The new design of this house began with the old: an 1890’s two-story red-brick townhouse, with simple stone trims and fine narrow mortar joints, blessed with a south-facing rear facade and unused Zoning Floor Area. It has an exceptionally straight and sound exterior, but its mistreated interior is past repair. And, like much of NYC, it is built with construction that is the technological peer of horse-drawn transport and the telegraph.

The project goal is to revitalize the building, put its assets to use, dramatically elevate its performance, and create new value. A full new interior is obliged. The rear facade will be opened to sun and greenery. A new third floor and deeper cellar make a modest-sized house significantly larger. A rooftop clerestory window will bring sunlight nearly to the front door. The owners recognize that an investment of this magnitude is a one-time opportunity to change the energy footprint of the building, and having been compelled by the economics and performance of Passive House they purchased the property with this specifically in mind, so Passive House certification under the EnerPHit standard is expected.

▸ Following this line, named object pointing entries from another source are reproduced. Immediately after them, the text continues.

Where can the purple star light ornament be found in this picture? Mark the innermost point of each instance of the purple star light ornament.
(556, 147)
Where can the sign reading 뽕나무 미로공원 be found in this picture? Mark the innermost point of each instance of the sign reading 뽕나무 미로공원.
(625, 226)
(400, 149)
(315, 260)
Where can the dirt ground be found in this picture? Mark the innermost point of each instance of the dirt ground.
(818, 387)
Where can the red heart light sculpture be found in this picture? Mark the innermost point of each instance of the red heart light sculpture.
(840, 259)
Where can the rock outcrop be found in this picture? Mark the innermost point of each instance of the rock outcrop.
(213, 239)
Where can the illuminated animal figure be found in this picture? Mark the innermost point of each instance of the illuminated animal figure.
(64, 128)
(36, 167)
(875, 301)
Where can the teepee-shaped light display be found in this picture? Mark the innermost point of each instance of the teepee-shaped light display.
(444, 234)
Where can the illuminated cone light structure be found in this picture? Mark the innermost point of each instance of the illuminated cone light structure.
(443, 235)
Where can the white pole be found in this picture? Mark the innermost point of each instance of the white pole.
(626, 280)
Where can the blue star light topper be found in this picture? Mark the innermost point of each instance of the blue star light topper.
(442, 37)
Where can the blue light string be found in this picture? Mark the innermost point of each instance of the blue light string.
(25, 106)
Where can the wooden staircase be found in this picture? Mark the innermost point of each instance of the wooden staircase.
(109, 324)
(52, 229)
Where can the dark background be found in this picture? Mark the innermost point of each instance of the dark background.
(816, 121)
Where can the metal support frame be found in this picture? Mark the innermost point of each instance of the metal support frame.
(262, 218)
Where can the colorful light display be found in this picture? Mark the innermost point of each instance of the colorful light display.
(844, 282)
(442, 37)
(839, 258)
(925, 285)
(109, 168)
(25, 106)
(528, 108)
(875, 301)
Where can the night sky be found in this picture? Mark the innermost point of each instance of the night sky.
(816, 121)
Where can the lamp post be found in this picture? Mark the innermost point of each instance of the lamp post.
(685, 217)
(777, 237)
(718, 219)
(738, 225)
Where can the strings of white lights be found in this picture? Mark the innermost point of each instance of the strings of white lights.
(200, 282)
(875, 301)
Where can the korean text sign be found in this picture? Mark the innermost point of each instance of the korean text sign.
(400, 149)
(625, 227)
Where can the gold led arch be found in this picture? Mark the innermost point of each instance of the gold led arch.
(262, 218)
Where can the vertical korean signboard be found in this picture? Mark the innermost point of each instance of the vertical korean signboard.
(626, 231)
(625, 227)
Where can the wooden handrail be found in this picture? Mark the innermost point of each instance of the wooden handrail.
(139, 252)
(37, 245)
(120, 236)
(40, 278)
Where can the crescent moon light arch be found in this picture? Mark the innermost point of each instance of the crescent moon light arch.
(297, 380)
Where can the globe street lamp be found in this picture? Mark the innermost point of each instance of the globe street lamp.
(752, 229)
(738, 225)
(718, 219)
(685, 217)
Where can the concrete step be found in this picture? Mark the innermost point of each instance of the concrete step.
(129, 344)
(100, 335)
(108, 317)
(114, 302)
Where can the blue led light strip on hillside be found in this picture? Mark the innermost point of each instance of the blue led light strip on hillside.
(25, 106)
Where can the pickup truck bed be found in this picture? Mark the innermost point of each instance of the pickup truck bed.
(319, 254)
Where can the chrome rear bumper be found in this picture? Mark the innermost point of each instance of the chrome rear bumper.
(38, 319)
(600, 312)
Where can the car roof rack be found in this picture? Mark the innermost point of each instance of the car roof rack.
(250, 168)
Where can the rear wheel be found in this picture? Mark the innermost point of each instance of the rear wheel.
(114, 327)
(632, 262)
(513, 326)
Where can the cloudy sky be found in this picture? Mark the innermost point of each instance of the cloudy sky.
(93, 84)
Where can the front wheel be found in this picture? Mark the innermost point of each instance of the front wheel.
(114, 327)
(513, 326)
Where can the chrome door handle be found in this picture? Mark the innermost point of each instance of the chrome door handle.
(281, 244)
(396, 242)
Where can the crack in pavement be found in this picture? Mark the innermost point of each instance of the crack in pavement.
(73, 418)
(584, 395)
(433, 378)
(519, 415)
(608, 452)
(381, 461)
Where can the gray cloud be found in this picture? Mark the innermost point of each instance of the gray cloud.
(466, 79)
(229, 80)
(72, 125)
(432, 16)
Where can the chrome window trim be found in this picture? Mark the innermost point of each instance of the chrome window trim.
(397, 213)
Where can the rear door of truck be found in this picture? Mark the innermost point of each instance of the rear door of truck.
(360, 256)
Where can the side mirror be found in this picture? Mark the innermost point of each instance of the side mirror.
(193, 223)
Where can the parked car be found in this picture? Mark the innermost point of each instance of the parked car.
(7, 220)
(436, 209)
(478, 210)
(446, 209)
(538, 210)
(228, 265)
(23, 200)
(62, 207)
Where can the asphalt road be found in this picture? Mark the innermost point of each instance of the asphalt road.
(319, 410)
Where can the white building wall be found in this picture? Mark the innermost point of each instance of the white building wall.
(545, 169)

As a Passive House renovation of a Brooklyn townhouse, the project faces typical challenges at which the local community has become expert. New work can’t be added over the outside of exterior load-bearing structural walls because they are party walls or were built with zero clearance to lot lines. This necessitates work be applied from the interior: a condition familiar to New Yorkers but unusual and contrary to ideal for Passive Houses. The emblematic problem is that every single joist in the house penetrates the air barrier twice, and the contractor must know or learn how to make good seals at this spot. But a number of other conditions also arise: water vapor drive in potentially permeable exterior load-bearing masonry walls is managed carefully with redundant systems and detailed, through specification of assemblies. Steps in thickness of exterior walls and the mating of new structure to existing demand consideration for thermal bridging and adjustment of convention.